Project 5

Background and preliminary work: Coronary artery disease (CAD) is the leading cause of death in the Western world ¹. Heritability estimates for CAD vary between 40% to 70%, suggesting a strong genetic contribution to disease pathology ². Smooth muscle cells (SMCs), which comprise the medial layer of arteries, play key roles in the integrity of the vessel wall, blood pressure regulation, and atherosclerosis initiation and development. Studies in mice and humans demonstrate that SMC can undergo extensive changes in phenotype in atherosclerosis, acquiring for example characteristics of macrophages and there is compelling evidence that SMCs can play beneficial or detrimental roles in lesion pathogenesis depending on the nature of their phenotypic plasticity ^3-5. Thus, identifying the genetic determinants of SMC gene expression is crucial for understanding the biological significance of CAD-associated genetic variants functioning in SMCs and their phenotypic transitions. More specifically, we hypothesize that genetic variability and structural variants (SVs) in particular are major determinants of SMC gene expression and cellular transition states and thereby modulate potential for plastic remodeling. 

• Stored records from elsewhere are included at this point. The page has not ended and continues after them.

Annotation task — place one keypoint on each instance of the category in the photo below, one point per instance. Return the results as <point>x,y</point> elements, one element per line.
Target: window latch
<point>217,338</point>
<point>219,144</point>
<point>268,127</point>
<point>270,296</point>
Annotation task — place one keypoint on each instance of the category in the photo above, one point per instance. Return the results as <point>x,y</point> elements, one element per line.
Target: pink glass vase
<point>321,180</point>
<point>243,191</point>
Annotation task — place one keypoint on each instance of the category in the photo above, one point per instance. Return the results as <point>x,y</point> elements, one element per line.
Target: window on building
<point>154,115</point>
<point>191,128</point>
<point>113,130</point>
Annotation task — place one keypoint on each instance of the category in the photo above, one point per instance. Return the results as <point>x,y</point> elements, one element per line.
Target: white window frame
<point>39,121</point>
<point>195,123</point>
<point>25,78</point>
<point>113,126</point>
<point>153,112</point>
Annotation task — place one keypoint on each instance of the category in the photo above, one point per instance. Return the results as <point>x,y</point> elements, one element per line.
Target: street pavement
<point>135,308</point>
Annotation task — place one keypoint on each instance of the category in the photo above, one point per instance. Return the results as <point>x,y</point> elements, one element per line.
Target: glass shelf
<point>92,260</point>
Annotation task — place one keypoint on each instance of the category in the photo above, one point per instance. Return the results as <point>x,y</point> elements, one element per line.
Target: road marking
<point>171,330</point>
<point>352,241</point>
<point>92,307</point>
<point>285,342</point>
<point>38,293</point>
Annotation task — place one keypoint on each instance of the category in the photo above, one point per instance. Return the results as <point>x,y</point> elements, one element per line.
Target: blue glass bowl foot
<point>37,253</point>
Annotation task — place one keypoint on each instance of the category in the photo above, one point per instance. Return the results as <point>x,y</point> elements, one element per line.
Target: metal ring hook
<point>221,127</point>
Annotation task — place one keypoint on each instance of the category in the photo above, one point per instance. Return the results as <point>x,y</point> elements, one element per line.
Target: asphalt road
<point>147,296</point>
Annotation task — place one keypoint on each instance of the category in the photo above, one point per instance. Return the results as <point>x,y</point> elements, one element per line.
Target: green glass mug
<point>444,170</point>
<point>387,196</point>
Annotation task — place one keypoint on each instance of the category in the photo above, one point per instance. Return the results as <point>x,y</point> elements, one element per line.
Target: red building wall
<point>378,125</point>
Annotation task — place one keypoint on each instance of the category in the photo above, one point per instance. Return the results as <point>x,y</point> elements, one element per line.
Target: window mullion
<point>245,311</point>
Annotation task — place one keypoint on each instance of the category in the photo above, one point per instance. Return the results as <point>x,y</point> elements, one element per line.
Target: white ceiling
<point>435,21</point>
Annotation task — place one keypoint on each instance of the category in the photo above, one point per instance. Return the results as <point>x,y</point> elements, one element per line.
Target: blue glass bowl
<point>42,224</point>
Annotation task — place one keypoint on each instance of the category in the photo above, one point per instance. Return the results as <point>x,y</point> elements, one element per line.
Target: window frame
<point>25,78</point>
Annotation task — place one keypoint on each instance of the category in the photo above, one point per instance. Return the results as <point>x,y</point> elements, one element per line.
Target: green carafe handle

Genome-wide Association Studies (GWAS) identified 321 loci for increased CAD risk ^6-8, and we previously showed that 94% of CAD-associated genetic variants are in non-coding regions ⁹. While this suggests that sequence variations that affect gene expression account for a substantial fraction of the genetic susceptibility to CAD ¹⁰, the precise molecular mechanisms remain mostly unknown. Identifying these unknown mechanisms can potentially discover new treatments, but determining causal variation from GWAS signals is challenging. This particularly applies to non-coding variation. To address this, systematic gene expression studies performed in cells and tissues relevant to CAD in human populations are needed to pinpoint the regulatory mechanisms of disease susceptibility ¹¹.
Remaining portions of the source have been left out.